Il est lamentable que ce contrôle ne soit pas appliqué à la solution de graves problèmes qui affectent le monde, comme « le crime organisé, le commerce de produits dommageables pour la santé, le trafic des armes, la corruption politique, les délits bancaires, l’évasion fiscale, le trafic des personnes, l’exploitation du travail, le blanchiment de capital, les paradis fiscaux, le monopole des aliments, les faux prétextes pour les guerres - comme la construction imaginaire d’armes de destruction massives et autres. Si de tels fléaux persistent, c’est parce que l’espionnage ne les empêchent pas : il les rend possible et assure leur impunité. »

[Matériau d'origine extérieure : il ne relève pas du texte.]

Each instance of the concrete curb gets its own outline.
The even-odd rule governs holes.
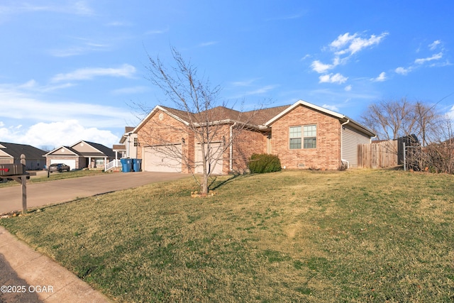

« L’espionnage ne viole pas le secret, il le crée », dit un autre paragraphe, dans lequel il analyse comment celui qui espionne se retrouve attrapé à son propre jeu. Et ainsi se construisent des mondes fantasmatiques, inexistants, ce qui conduit inévitablement au labyrinthe, sinon au précipice.

Et si espionner donne un pouvoir irrationnel et mafieux, ajouterons-nous, empêcher cette action c’est non seulement récupérer la souveraineté, les droits la dignité, sinon rien moins que la liberté face à des systèmes de domination et des processus de recolonisation qui menacent la vie des peuples.

Devons-nous nous convertir en sociétés clandestines ou livrer aujourd’hui la bataille qu’est à présent capable de mener l’Amérique Latine, comme l’ont démontré les récents accords de défense conjointe contre l’espionnage entre le Brésil et l’Argentine et ceux qui se discutent en ce moment pour une action conjointe de toute la région ? Revenons à Britto Garcia : « leur pouvoir consiste à nous obliger à nous cacher. Qu’ils se cachent eux ! »

Stella Calloni pour Télam

Télam. Buenos Aires, le 21 septembre 2013.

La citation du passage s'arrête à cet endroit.